Drink is flowing but some of the Englishmen are starting to sweat and the more hot-headed tribesmen are concerned. What trick does this Sidney have up his sleeve? Why are the O’Dempseys looking so pleased with themselves? In the west, the sun is starting to settle, orange and pink, across the grey misty peaks and dips of the Slieve Blooms, its shadows falling blackly across the great plains of Kildare over which these men have just marched. In the east, the moon glows a wicked white above the Wicklow Mountains; it’s ever-changing face seems upset, wide-eyed, aghast. Crows croak and swirl in the sycamore trees, a pheasant spooks and flees noisily amid the brambles, somewhere in the distance a wounded wolf is howling in pain. But nobody can hear any of this because the solitary sound in their ears is the sound of men at arms.
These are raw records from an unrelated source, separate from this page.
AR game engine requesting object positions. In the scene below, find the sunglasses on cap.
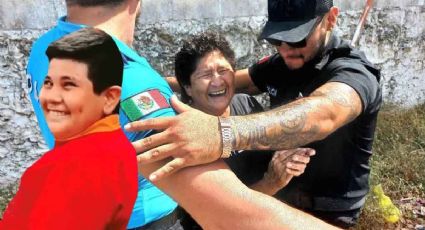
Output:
[265,17,323,48]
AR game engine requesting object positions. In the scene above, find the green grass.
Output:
[0,104,425,227]
[354,104,425,229]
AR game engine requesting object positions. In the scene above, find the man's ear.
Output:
[326,6,339,30]
[102,85,121,115]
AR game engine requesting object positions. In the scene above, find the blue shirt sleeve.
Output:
[120,60,176,141]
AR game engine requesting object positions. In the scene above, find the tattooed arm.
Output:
[126,82,362,181]
[229,82,362,149]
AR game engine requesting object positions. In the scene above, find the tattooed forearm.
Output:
[232,99,318,149]
[231,83,361,150]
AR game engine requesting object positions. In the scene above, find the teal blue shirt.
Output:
[27,17,177,228]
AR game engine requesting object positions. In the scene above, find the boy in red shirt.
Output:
[0,28,137,229]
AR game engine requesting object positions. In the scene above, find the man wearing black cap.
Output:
[126,0,382,228]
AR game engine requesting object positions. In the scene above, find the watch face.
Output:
[219,117,233,158]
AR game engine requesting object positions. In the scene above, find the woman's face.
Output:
[184,51,235,116]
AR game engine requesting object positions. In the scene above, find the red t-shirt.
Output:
[0,116,137,230]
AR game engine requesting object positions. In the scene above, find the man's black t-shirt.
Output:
[249,36,382,211]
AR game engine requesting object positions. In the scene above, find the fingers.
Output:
[285,162,307,176]
[170,95,193,113]
[124,117,176,132]
[131,131,169,153]
[137,144,176,165]
[149,158,185,182]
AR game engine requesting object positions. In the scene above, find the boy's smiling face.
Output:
[40,58,106,141]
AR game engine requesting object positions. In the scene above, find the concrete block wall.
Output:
[0,0,425,188]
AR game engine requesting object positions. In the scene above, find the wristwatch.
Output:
[218,117,233,158]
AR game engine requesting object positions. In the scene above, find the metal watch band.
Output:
[218,117,233,158]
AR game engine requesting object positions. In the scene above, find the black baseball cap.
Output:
[259,0,333,43]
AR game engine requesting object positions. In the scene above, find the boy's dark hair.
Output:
[46,27,124,113]
[174,32,235,103]
[65,0,126,7]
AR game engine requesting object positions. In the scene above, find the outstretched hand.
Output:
[264,148,316,189]
[125,95,222,181]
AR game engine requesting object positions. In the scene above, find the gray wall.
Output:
[0,0,425,187]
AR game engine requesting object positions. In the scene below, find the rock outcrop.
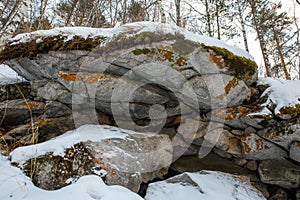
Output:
[0,23,300,198]
[145,171,265,200]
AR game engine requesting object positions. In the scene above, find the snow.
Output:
[255,78,300,115]
[145,171,265,200]
[10,22,254,60]
[10,125,153,164]
[0,64,25,85]
[0,155,142,200]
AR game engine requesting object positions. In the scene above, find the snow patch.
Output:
[0,64,26,85]
[255,78,300,115]
[10,22,254,60]
[145,171,265,200]
[10,125,153,164]
[0,155,142,200]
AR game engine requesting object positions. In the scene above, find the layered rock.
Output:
[0,23,300,196]
[145,171,265,200]
[11,125,173,192]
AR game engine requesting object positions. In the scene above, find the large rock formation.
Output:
[0,23,300,198]
[145,171,265,200]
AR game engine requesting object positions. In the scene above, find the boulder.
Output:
[11,125,173,192]
[290,141,300,163]
[258,160,300,189]
[0,99,45,127]
[145,171,265,200]
[241,134,288,160]
[258,120,300,149]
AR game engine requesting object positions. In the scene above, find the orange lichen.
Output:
[104,139,110,144]
[20,102,44,109]
[209,52,224,69]
[58,72,108,83]
[217,77,239,100]
[93,158,104,165]
[111,169,117,176]
[241,136,252,153]
[36,119,52,127]
[255,139,264,150]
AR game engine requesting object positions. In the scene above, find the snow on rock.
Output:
[145,171,265,200]
[0,64,25,85]
[10,125,173,192]
[10,22,254,60]
[0,155,142,200]
[11,125,158,164]
[255,78,300,115]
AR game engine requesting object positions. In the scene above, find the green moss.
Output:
[279,104,300,117]
[103,32,177,51]
[172,37,201,55]
[0,36,106,63]
[202,44,257,80]
[132,46,187,66]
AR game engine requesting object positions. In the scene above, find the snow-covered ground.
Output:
[10,22,254,60]
[0,64,25,85]
[258,78,300,114]
[11,125,152,164]
[0,155,142,200]
[145,171,265,200]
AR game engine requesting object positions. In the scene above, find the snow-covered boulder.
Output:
[145,171,265,200]
[10,125,173,192]
[0,22,257,113]
[0,155,142,200]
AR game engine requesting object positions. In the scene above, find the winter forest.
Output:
[0,0,300,79]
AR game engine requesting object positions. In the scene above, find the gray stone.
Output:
[245,160,258,171]
[37,82,74,104]
[44,101,72,118]
[241,134,288,160]
[290,141,300,163]
[269,188,289,200]
[258,160,300,189]
[11,125,173,192]
[0,99,45,127]
[171,152,259,181]
[258,120,300,150]
[145,171,265,200]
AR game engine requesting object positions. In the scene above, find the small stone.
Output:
[269,188,288,200]
[290,141,300,162]
[245,160,257,171]
[44,101,72,118]
[245,126,257,135]
[258,160,300,189]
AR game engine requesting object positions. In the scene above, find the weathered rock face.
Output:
[258,160,300,189]
[0,22,300,198]
[11,126,173,192]
[145,171,265,200]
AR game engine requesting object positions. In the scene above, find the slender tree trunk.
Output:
[272,26,291,80]
[175,0,181,27]
[249,0,271,77]
[215,1,221,40]
[0,0,22,38]
[237,0,249,52]
[37,0,48,29]
[205,0,213,37]
[66,0,79,26]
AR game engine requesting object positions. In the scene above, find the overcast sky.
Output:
[248,0,300,74]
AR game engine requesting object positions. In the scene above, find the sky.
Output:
[248,0,300,76]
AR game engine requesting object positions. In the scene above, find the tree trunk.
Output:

Sir Henry Sidney stands at the entrance to the rath. He looks up at the earthen wall, catches the eye of a yellow bearded man clad in chain-mail and nods discreetly. Yellowbeard disappears from sight. Sidney throws his robes over his shoulder and about turns. The Irishmen start uneasily in his direction. Where’s he off to now? The atmosphere has suddenly become tense. Something’s up. And then everything goes deathly quiet, just for a moment, because the sound the Irishmen are now hearing is the unmistakable sound of horses, galloping, thundering, towards them.
Suddenly the walls of the earthen mound are smothered in archers, firing their lethal arrows into the panic-stricken gathering. Horses appear at the entrance and start charging in, slashing and stabbing, rearing and kicking. Chaos reigns. Noses are broken. Ribs smashed. Legs snapped. Ankles severed. Necks ripped. Backs cracked. Stomachs lanced. Brains crushed. Several of the Englishmen are dragged from their horses and disappear into the vile melee of congealing blood and severed guts and churned up mud. Desperate screams of agony and fear. Young men and old boys trampled to death. Those who make it out of the fort are immediately hacked down by mounted cavalry who have emerged from nowhere. Among these are a number of the O’Dempsey clan, more than happy to exchange Gaelic loyalty for English silver.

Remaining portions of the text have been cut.